KataGo's third major official run "g170" lasted from December 2019 to June 2020 for about 5 months (KataGo did not run entirely continuously during those 7 months) and reached significantly stronger than its competitors, including Leela Zero's using its strongest official 40-block nets. KataGo also took only 12-14 days to surpass its earlier 19-day "g104" run from June 2019. This is due to various training improvements which were not present in prior runs. By the end of the 5 months, it reached more than 700 Elo stronger than it. In addition to reaching stronger faster and running longer, this third run added major new features: support for Japanese rules, stronger handicap play, and more accurate score estimation.

Networks for g170 were released concurrently with major releases and development on the engine and analysis side, which can be seen in the history of the [releases page](https://github.com/lightvector/KataGo/releases). The training for g170 also included a variety of alternative and extendedly-trained neural nets which can be found [here](https://katagoarchive.org/g170/index.html), including some smaller nets that are *very* strong given their size.
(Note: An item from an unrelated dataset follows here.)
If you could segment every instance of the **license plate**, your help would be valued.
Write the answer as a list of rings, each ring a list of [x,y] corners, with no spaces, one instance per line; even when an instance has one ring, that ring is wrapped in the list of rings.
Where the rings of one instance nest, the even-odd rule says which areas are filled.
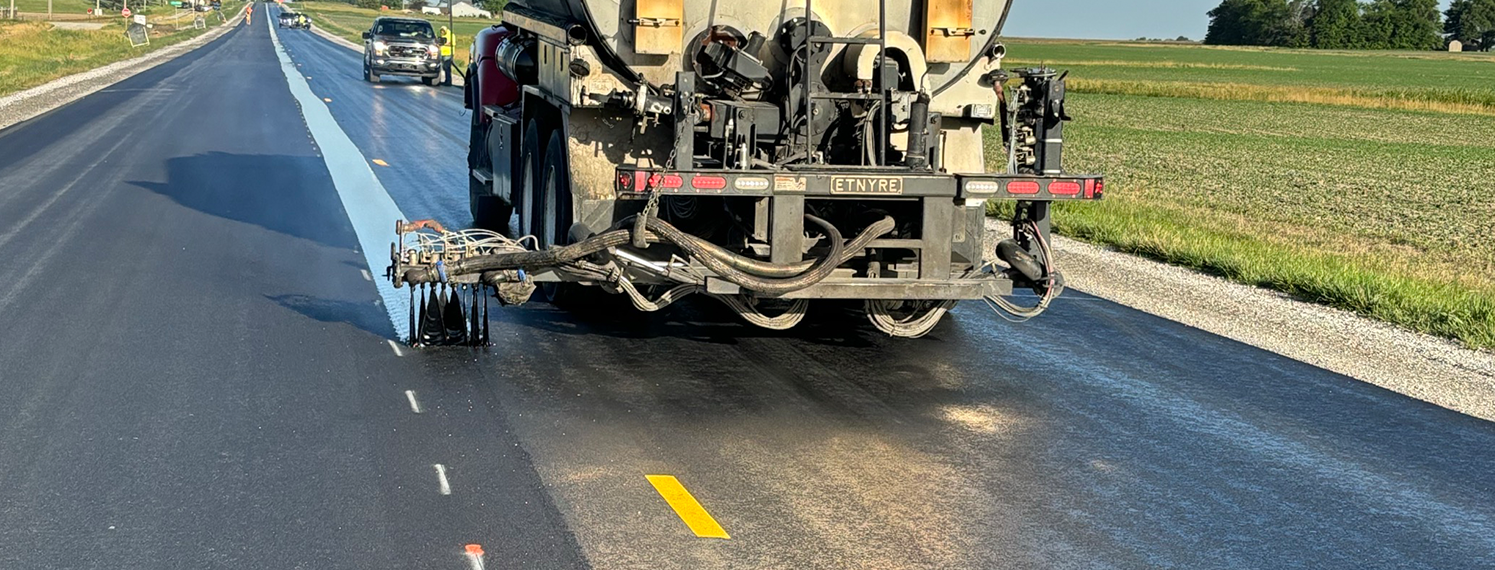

These include a fast 10-block network that nearly matches the strength of many earlier 15 block nets, including KataGo best 15-block net from last year and Leela Zero's LZ150. And a very strong 15-block network that almost matches the strength of ELFv2, a 20-block network.

For particularly limited hardware, these small nets may be of interest to users! But note that KataGo's later networks are so vastly stronger (hundreds or even thousands of Elo) that even on weak hardware, so long as the later and larger nets are runnable at all, they likely dominate the smaller ones, even taking into account how much slower they are to evaluate.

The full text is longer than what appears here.